Disney teen actress and pop star Miley Cyrus welcomed the month of March 2012 with a “blasphemous” tweet. She accompanied the word “beautiful” with a picture of a quote by Theoretical Physicist Laurence Krauss that included the phrases:
"You are all stardust. You couldn't be here if stars hadn't exploded, because the elements (carbon, nitrogen, oxygen, all the things that matter for evolution) weren't created at the beginning of time. They were created in stars. So forget Jesus. Stars died so you can live."
Cyrus received a backlash from some fans and followers who previously thought that she was a Christian. Those who accused her of ditching Jesus for fame were shocked by the bold tweet which did not complement her child star, good girl and role model image. Of all the phrases in the whole quote, the most shocking was:
“So forget Jesus. Stars died so you can live."
The rage from those who thought her tweet was “blasphemous” and anti-Christian did not make Miley apologise or back down. Six days after the tweet, she responded to the criticism by tweeting:
"How can people take the love out of science and bring hate into religion so easily?"
"It makes me sad to think the world is this way. Like Einstein says “Science without religion is lame. Religion without science is blind.”"
Challenging religious beliefs
The backlash against Cyrus offers an interesting case study to those who have studied in the Arts and social sciences. The word “blasphemy” has to be put in quotation marks in the same way as as “race”, “beautiful”, “sexy” and other qualities since it is regarded as a “floating signifier”.
“Blasphemy” qualifies as a floating signifier because it depends on who defines it, what the term means to different religions and how it changes over time. The meaning of the word and those above depend on the context and what is acceptable to society. Floating signifiers, as is evident in cultural theorist Stuart Hall’s studies of race, is any term that does not have a stable agreed-upon meaning, changes over time and depends on who is defining it, where and when.
Not all fans slated Cyrus's religious tweets. Some praised her for being bold enough to challenge Christian beliefs and some said they respected her more since the tweet showed a sign of maturity and intelligence.
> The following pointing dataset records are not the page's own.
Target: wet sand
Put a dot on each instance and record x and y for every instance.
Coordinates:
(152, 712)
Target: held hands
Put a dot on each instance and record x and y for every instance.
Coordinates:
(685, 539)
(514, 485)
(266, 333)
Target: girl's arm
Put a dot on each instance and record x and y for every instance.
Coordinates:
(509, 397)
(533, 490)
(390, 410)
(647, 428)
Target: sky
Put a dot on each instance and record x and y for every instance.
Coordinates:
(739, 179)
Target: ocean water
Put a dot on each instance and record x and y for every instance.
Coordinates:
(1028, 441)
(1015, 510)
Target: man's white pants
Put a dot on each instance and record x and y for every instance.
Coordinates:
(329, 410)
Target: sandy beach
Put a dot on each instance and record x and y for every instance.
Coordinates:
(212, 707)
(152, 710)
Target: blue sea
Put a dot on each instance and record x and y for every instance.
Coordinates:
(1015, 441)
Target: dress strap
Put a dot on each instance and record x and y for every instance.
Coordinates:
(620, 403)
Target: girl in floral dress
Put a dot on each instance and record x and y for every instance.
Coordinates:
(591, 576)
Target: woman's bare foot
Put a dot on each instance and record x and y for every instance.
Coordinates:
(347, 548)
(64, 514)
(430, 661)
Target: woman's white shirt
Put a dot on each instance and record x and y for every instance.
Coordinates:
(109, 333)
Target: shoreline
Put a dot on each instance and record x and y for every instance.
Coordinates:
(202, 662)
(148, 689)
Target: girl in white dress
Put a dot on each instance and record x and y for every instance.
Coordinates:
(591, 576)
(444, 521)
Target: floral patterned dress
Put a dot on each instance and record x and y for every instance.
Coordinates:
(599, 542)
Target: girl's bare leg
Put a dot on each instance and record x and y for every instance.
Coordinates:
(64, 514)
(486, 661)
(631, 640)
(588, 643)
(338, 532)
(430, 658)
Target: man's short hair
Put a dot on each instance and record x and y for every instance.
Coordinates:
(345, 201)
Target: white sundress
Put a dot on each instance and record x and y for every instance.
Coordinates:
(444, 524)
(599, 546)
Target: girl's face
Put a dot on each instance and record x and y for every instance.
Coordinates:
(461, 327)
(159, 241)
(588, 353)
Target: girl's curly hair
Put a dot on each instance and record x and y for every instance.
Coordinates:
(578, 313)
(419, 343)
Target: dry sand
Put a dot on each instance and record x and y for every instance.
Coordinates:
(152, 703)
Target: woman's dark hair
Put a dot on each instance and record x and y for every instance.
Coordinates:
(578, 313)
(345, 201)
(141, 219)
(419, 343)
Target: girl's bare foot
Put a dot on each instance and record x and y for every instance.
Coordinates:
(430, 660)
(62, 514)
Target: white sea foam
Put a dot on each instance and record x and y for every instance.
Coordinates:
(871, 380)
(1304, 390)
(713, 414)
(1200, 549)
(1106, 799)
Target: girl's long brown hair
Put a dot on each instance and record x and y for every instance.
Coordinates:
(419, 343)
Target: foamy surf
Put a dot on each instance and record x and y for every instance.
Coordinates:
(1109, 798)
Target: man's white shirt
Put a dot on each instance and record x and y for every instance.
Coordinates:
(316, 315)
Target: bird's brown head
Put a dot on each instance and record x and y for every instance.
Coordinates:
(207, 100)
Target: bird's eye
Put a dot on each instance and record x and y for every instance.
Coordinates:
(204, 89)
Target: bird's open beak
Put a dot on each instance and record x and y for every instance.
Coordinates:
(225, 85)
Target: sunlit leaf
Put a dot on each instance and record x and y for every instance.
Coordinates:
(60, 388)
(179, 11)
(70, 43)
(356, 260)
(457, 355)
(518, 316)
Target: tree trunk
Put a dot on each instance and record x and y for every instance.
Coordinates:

She received props from humanists, atheists, scientists or just general believers in freedom of speech. Some comments included:
“As usual religious people want freedom to believe in what they want, but as soon as someone says or quotes something they don't agree with they freak out. Miley Cyrus is kind of becoming awesome...”- Anthony Witkoski.
“As a secular humanist, I'm liking miley Cyrus more and more. I have a feeling she will be a great role model in the future for fellow free thinkers :)”- Nick John Hobbs.
“I now actually respect her. I hope she stands by what she said. Don't let a braindead fanbase bully you around, Miley”-Joseph Kowalski.
Social media: a saviour for nonconformists
Social media is a saviour to nonconformists such as Cyrus because it is faster and there is no need to get permission from anyone before publishing something. The duration process to publication is shortened. Instead of waiting to find a space on television, radio or print, one can publish in a second. It would have been difficult for her to express herself or respond quickly in legacy media. However, due to the benefits of social media, she is able to say anything she wants at an instant.
"God doesn't exist".
In a country like Indonesia where one can face up to five years of jail time for “blaspheming” against Islam, he would not have had the opportunity to express his views because he would have to first go through a long channel to have his views approved for legacy media.
Nonetheless, even with social media and laws that encourage freedom of speech, religion is still more popular that anti-religion on social media. While searches like Jesus on Facebook’s search page show numerous results with more than a million followers, searches like “atheism” or “atheist” show no single result with more than quarter a million likes. In fact, the most famous one, Atheism, does not even have quarter a million likes.
You would think that in the year 2012, full of science, reason, freedom of speech, right to religion, a move towards tolerence and diversity, no one would be bashed for having a certain view. However, Miley's case proves that as much as the world can change and technology becomes more and more advanced, traditional religious beliefs and well-established ideologies are not easy to shake. The backlash shows that while some might see social media as a platform to practise freedom, some wil hate it for challenging popular beliefs.
This incident also means that certain celebrities are expected by their fans to live according to certain values. Fans of Cyrus expect her to follow Christian beliefs and any conduct that puts her in the "good girl" category. But the question remains. Aren't we being hypocrites for being pro-freedom but failing to allow people to live their lives the way they want to? Why do we have to promote the "Be Yourself" principle but bash who are themselves?